応用生命化学科Department of Applied Biological Chemistry

科学の支店で生活を豊かにする、新しい生物資源を開発。

学びClose Up!

実社会で求められる、生物系・化学系の知識を習得。

応用生命化学科では酒類試験製造免許を取得しており、清酒・ビール・ワインなどの製造実習を通じて、酒の発酵に必要なバイオテクノロジー技術も学ぶことができます。実社会で広く求められる生物系・化学系の知識を習得することができるため、卒業後はバイオテクノロジーや化学技術を駆使する各種企業での活躍が期待されます。
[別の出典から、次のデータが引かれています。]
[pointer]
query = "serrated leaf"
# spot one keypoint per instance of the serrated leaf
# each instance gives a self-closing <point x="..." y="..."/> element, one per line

また、約4割の学生は大学院に進学しています。

Touch! 農学部

健康になれるお酒をめざして
~酵素を利用した機能性食品素材の製造~

ビール、清酒などは酵母による糖類の発酵によって生成したアルコールを利用した嗜好性飲料と位置づけられていますが、ビールは「液体のパン」、清酒は「酒は百薬の長」と呼ばれているように、栄養価の高い食品(飲料)としての特性も併せ持っています。ビールや清酒の製造工程にはデンプンから発酵性の糖類を生成させ糖液を調製する工程が必要ですが、この工程では麦芽や麹菌が持っている様々な酵素が働き、発酵性の糖類以外にも血圧上昇を抑える成分(ACE阻害ペプチド)や血栓を溶かす酵素(線溶酵素)など機能性を有する成分が生成することが知られています。食品微生物工学研究室では、こういった機能性を示す成分の効率のよい生産に利用できる麦芽や麹菌が持つ酵素を探し、食品製造に利用することによって、高い機能性を有する食品素材を発酵生産する技術の開発に取り組んでいます。さらに、この技術をお酒造りの工程に応用することで、身体に良い働きをする成分をたくさん含んだお酒、いわば「飲んで健康になれるお酒」の開発をめざしています。